The idea – which was included in the SDR consultation but dropped from the labelling scheme’s final guidance – was designed to increase transparency and decrease greenwashing by requiring fund managers to disclose any holdings that clients might be surprised to see in a sustainable fund. When we carried out this exercise with our advisory committee, there was one name in particular – a soft drinks manufacturer – that the committee discussed at length. Although not every committee member raised their eyebrow at the company’s inclusion in the fund, the conversation made us realise that we needed to do more to explain the investment rationale to our client base. - Acting as a sounding board: The committee has also been useful in terms of giving us a view on issues that have no obvious clear-cut solution. For example, we talked to them about participating in a prospective bond issue, where the proceeds would be used to build a social care facility with tangible community benefits. However, the bond issuer itself was an organisation that had attracted some controversy. The case for and against buying the bond was pretty evenly matched, so it was helpful for us to hear the committee debate the pros and cons and understand how clients might perceive the purchase. Ultimately, the bond issue did not go ahead but the committee’s advice – that many clients would be concerned if we initiated a holding – would certainly inform any future decision-making. NB: It’s important to note that committee’s advice is just that: it’s advice, it’s not binding. Ultimately, decision-making must reside with the investment team as the stewards of clients’ capital.
- Prioritising engagement: the number of topics that are covered under the umbrella of sustainability is varied to say the least. The committee helps us understand which issues are cutting through and attracting most attention from the public. In turn, that helps to inform our engagement priorities. In addition, one of the biggest benefits of the committee is its galvanising force and its encouragement for us to go further with our engagement. In the past year, for example, a committee member has pushed for us to do more to link our voting to climate change and we’ve upped the ante as a result.
It’s clear that an entity that started life primarily as an accountability mechanism, designed to reassure our clients about the integrity of our approach to sustainability, has evolved into a body that provides a much broader set of benefits to us as a business. Far from dwindling in importance with the arrival of SDR, we foresee more opportunity to use the collective expertise of our advisory committee.
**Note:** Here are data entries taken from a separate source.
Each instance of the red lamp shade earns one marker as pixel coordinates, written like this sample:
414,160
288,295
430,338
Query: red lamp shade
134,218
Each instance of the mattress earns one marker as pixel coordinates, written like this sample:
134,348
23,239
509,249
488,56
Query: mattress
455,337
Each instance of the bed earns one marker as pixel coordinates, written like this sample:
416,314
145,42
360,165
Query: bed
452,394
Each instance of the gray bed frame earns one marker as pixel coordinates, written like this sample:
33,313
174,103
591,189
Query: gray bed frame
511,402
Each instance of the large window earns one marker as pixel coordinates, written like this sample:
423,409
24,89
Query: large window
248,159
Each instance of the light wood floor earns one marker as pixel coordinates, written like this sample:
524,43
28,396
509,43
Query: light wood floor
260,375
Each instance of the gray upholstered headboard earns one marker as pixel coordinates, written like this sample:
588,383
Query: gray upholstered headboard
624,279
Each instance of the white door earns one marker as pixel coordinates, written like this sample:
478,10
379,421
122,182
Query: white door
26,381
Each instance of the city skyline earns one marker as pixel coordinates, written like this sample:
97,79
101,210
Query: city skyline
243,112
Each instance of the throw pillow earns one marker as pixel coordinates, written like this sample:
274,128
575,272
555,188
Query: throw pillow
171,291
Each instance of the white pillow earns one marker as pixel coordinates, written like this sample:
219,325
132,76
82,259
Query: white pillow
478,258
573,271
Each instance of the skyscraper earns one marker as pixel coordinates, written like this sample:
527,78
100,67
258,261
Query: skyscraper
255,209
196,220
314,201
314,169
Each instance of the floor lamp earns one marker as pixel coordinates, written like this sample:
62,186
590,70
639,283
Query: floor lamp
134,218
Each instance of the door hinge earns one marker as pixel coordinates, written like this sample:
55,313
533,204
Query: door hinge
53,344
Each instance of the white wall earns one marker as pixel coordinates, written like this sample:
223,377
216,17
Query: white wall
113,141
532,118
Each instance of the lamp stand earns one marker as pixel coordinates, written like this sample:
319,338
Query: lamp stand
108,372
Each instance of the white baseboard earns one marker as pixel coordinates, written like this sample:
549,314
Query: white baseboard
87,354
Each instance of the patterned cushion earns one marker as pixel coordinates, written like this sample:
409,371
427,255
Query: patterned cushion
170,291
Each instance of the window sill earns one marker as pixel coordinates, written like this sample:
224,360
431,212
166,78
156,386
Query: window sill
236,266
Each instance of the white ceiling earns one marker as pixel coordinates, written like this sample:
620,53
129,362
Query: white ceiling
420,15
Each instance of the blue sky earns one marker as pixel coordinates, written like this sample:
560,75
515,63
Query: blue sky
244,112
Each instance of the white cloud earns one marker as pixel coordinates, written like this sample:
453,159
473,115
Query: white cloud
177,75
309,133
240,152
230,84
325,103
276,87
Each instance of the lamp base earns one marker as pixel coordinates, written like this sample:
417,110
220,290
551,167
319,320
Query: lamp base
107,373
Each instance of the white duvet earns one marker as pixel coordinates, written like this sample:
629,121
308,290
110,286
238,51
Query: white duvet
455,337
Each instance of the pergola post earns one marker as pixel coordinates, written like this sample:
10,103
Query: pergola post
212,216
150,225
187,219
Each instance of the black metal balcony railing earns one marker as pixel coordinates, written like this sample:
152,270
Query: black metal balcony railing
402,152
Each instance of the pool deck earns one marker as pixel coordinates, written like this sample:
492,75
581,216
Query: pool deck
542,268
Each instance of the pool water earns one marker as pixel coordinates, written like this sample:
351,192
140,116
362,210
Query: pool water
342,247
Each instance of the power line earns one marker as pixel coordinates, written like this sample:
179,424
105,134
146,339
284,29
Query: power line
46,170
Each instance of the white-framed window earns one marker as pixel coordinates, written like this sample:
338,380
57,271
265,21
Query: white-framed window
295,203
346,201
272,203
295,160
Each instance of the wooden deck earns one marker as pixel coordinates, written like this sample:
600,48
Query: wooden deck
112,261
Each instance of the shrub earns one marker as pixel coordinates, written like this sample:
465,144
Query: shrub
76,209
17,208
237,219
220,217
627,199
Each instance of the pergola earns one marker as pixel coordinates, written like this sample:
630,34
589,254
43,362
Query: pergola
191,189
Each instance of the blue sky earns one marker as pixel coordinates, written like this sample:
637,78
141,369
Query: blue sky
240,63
For instance, at our upcoming meeting in September we intend to get their feedback on the draft sustainability disclosures that we’ll be required to publish under the SDR guidelines. The aim of these disclosures is to provide accessible information to retail investors on the sustainability credentials of a labelled fund, so the fresh perspective that committee members can bring is invaluable. More importantly, as we grapple with the extensive requirements of SDR, it can be easy to become mired in the data and details. Against this backdrop, the advisory committee plays an important role in keeping us focused on our clients and their needs.